Italian securitization SCIP 2 has become synonymous with struggle. Last week, headlines heralded another round of shortcomings in the transaction's payment schedule that could trigger a ratings downgrade on the notes (see ASR 11/1/04).

"The notes are a speculative buy/hold for investors betting on the bail out by the Italian government," reported analysts at Dresdner Kleinwort Wasserstein last week. "After all, it would be the first transaction not to be refinanced/supported - however, that is a lot to bank on." Nevertheless, the launch of SCIP 3, postponed last year, is expected to surface in the 2005 pipeline, said market sources.
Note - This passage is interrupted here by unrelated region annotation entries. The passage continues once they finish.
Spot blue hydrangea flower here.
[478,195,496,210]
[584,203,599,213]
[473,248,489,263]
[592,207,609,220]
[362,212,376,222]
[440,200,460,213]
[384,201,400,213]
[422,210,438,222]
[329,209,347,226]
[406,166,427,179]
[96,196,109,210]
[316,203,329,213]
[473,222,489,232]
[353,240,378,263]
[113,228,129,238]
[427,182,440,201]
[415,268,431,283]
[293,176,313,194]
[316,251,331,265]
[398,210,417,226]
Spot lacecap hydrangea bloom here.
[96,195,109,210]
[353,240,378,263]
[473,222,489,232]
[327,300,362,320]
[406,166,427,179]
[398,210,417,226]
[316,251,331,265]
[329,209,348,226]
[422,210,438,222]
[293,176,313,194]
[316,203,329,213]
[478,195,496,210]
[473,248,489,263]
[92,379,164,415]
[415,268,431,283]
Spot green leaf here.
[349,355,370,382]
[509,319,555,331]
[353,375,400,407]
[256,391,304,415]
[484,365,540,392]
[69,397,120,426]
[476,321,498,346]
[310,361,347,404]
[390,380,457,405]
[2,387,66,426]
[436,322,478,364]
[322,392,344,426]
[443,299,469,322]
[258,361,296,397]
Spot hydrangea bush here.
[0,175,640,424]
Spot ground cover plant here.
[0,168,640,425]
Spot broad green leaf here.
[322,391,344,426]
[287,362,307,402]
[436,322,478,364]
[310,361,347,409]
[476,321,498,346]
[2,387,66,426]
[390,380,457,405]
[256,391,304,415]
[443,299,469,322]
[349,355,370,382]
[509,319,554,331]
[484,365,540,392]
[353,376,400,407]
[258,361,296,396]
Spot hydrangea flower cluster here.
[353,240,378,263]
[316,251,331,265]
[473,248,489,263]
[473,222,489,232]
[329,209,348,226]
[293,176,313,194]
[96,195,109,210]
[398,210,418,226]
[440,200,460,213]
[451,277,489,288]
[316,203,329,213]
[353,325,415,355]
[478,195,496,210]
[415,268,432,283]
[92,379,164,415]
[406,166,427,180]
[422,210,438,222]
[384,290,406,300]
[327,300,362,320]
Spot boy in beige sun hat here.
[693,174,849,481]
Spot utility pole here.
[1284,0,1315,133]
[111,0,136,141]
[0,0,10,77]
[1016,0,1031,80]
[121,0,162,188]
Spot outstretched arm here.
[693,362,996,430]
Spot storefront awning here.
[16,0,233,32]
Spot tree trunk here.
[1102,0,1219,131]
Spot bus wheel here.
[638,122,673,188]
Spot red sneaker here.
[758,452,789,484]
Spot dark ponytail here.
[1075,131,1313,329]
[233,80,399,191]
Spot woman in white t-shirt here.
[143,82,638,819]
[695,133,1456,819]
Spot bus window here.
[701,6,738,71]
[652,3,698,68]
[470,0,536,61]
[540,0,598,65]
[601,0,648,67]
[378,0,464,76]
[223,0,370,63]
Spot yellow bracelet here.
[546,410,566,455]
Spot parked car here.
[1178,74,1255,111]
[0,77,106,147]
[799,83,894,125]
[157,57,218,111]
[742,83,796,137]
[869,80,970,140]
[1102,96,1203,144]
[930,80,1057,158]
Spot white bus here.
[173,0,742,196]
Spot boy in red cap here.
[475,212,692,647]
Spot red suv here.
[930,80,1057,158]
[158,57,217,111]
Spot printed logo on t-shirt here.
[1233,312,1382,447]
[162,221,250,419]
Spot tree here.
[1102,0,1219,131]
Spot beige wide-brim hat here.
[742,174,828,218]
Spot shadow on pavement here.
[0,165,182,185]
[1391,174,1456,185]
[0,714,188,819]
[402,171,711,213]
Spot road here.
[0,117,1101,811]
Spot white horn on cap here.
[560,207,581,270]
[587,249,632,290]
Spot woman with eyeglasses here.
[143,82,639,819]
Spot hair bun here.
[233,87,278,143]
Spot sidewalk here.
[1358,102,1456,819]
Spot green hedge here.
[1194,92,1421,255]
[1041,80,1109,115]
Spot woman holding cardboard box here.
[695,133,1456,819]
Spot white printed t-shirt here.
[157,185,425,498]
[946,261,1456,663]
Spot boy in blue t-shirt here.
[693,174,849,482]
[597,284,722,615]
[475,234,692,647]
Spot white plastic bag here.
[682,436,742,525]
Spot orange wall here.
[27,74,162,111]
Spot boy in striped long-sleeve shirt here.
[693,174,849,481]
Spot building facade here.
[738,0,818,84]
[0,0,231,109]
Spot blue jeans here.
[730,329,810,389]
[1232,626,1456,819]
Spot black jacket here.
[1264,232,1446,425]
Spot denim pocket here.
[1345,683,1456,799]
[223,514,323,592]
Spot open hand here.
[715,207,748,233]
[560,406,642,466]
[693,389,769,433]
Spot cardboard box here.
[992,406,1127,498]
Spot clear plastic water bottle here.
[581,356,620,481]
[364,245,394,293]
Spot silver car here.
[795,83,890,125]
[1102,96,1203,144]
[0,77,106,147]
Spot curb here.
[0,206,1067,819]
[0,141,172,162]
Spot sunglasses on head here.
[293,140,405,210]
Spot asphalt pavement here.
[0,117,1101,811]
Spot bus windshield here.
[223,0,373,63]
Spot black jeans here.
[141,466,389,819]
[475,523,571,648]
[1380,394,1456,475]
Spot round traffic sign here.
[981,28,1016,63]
Issued by the Italian Societa di Catilarizzazione Immobili Publlici SCIP2 is backed by proceeds from an ongoing sale of public property. The release of the transaction payment report last week shows that collections reached 400 million ($522 million) for the quarter ending December 31, 2004. Collections during the remainder of this quarter would have to total around 1.3 billion in order to fully redeem the class A2 notes by the expected April 2005 maturity date, according to market reports.

"Assuming quarterly collections continue at 400 million, we estimate the class A2 will receive approximately 1 billion principal in April 2005," explained analyst at JPMorgan Securities. "The remaining 1 billion on the A2 tranche will amortize over three subsequent payment dates and the tranche would be fully repaid in January 2006. Other tranches will also extend beyond the expected maturities and the C1 tranche will receive its final cash flow in January 2008."

Last November, Fitch Ratings placed all four outstanding tranches on ratings watch negative. Industry sources believe that the C1 notes are most exposed to downgrade risk, but a one-notch downgrade to single-A would bring the ratings in line with the ratings already assigned by Moody's Investor Service.